Dede, Mahur semainin ardından Şeyh Galip’ten birde segâh tevşih bestelemişti. Başka bestekârlarda zaman zaman Galip’in sözlerini notalarla süslemeye çalışmışlardı. III. Selim’in Şevkutarap Kâr’ının, Sultan Vahdeddin’in Ferahnâk şarkısının, Hacı Faik Bey Acem ağır semaisinin, Tahirbuselik ve Gerdaniye bestelerinin, Hacı Arif Bey’in meşhur Kürdilihicazkâr’ırın güfte kısmınlarının karşısında hep Esad mahlâsını kullanan Şeyh
Galip’in imzası vardı.
Tanpınar haklıydı, İsmail Dede isimli makalesinin hemen başında şöyle bir satır vardı. “ Filhakika, zamanında ve hatta daha ötesinde konuşan tek ses, onun sesidir”.

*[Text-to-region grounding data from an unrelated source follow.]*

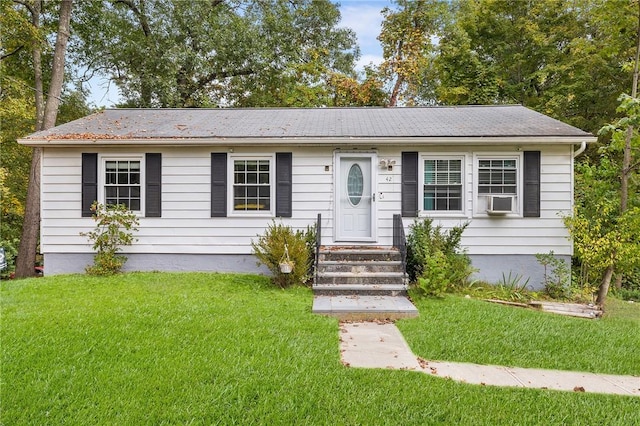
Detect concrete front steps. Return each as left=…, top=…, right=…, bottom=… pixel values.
left=312, top=246, right=418, bottom=320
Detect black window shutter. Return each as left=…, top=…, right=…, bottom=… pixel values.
left=145, top=153, right=162, bottom=217
left=81, top=153, right=98, bottom=217
left=523, top=151, right=541, bottom=217
left=211, top=153, right=227, bottom=217
left=401, top=152, right=419, bottom=217
left=276, top=152, right=292, bottom=218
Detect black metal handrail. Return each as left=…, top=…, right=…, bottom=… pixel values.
left=315, top=213, right=321, bottom=285
left=392, top=214, right=407, bottom=276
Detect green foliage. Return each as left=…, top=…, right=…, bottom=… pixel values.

Dede bundan güzel ifade edilebilirmiydi, hayır. Yolculuklar kendinden kendine, içe doğru idi ve Dede bizi bir seyahate davet etmiş, onun açtığı kapıdan içeriye girip kendimizi bulmuştuk. Daha talebeyken Tanpınar’ın bu makalesindeki bazı satırlarının üzerini kırmızı kalemle çizmiş, hiç unutmamıştım.

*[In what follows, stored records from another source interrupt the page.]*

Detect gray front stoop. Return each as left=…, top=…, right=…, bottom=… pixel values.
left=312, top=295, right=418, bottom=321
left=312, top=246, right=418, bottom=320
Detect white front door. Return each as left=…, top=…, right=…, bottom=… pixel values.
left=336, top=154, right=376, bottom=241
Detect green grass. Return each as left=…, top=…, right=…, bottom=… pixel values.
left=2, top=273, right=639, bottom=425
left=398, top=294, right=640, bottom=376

Yine Tanpınar’da bir cümle ”Dede okumaz, çağırır”şeklinde başlıyordu. Eyvallah, ama bu seferki çağırma Dede’ye yapılan bir davetti. Bahanenin adıda belliydi, III. Selim’den günümüze kadar süren, kültür hayatımız için hiçbir anlamı olmayan sözde batılılaşma.
Dede artık bu oyunun tadı kalmadı diyecek ve kutsal topraklara gidecekti. Yeri çoktan hazırlanmıştı, Hz. Hatice’nin ayakucu onu bekliyordu. Beraber yola çıktıkları Dellâlzade ve Mutafzâde’ye bir kere daha Nâyi Osman Dede’nin Miraciye’sini geçip, Yunus Emre’nin sözleri üzerine evsat usulü şehnaz makamındaki son ilâhisini bestelemiş ve bir kurban bayramının ilk günü doğduğu gibi yine bir kurban bayramının ilk günü sır olmuştu.

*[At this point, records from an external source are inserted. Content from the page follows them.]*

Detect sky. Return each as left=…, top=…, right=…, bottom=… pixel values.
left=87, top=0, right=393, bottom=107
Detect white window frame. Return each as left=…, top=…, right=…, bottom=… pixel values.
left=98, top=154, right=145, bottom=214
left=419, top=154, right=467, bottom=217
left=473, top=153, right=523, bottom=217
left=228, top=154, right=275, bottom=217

Çar Petro otelinden içeriye girdiğimizde şapka, atkı ve eldivenlerimizi çıkarmış paltolarımızın üstündeki karı silkeliyorduk. Serkan, ağbi bir kahve içelim demişti, anlaşılan
artık bu gece uyku yoktu. Cam kenarındaki masaya oturduğumda otelin giriş kapısı yanında duran kitaplıktan aldığım Dostoyevski’nin hayatını anlatan broşüre bakıyordum. 1881 deki cenazesine otuz bin kişinin katıldığı yazıyordu. Acaba 1799’da kırk iki yaşında Galata Mevlevihanesinin hamuşanına defnedilen Şeyh Galip’in namazını kaç kişi kılmıştı.
Serkan’ın getirdiği kahveyi içerken kar tanelerini seyrederek Mahur semaiyi tamamlamıştım. Reh-i Mevlevide Galip bu sıfatla kaldı hayran, Kimi terk-i nam u şane itibare düştü.